Freezer: Up to 3 months

Reheat:

  • Oven: 350°F for 20 minutes
  • Microwave: 3–4 minutes

Estimated Nutrition (Per Serving)

  • Calories: ~670
  • Protein: 42 g
  • Carbohydrates: 33 g
  • Fat: 39 g
  • Saturated Fat: 14 g
  • Fiber: 5 g
  • Sugar: 8 g
  • Sodium: ~900 mg
  • Cholesterol: 180 mg
  • Potassium: ~1,250 mg
  • Iron: ~30% Daily Value
  • Calcium: ~8% Daily Value

Nutrition values are estimates and will vary depending on the ingredients used.

Frequently Asked Questions

Q: Can I use ground turkey instead of beef?
Yes. Use 93% lean ground turkey and cook until the internal temperature reaches 165°F (74°C).

Q: Can I make these ahead of time?
Yes. Assemble up to 24 hours in advance, cover, and refrigerate until ready to bake.

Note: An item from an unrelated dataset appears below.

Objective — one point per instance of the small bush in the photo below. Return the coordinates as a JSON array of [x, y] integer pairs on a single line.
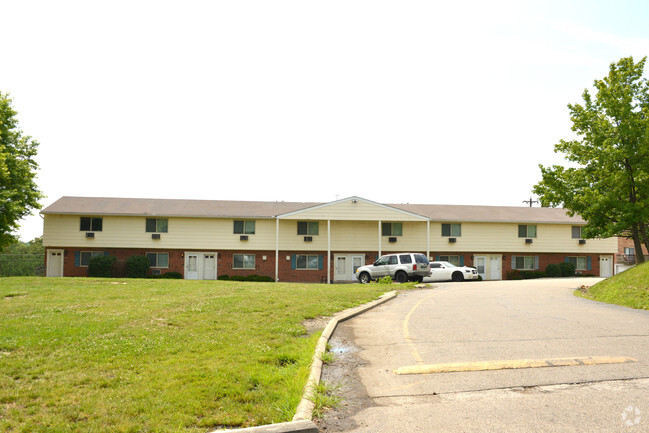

Q: Can I freeze before baking?
Yes. Wrap tightly and freeze for up to 3 months. Thaw overnight in the refrigerator before baking.

Q: What potatoes work best?
Baby Yukon Gold or red potatoes hold their shape well and become tender without falling apart.

Q: Can I cook this without foil pans?
Absolutely. Arrange the portions in a 9×13-inch baking dish or on a sheet pan with raised edges.

Q: How do I know when the meatloaf is done?
Use an instant-read thermometer. Ground beef should reach 160°F (71°C) in the center.

Q: What can I serve with it?
This is a complete meal on its own, but it’s also great with dinner rolls, green beans, peas, or a simple side salad.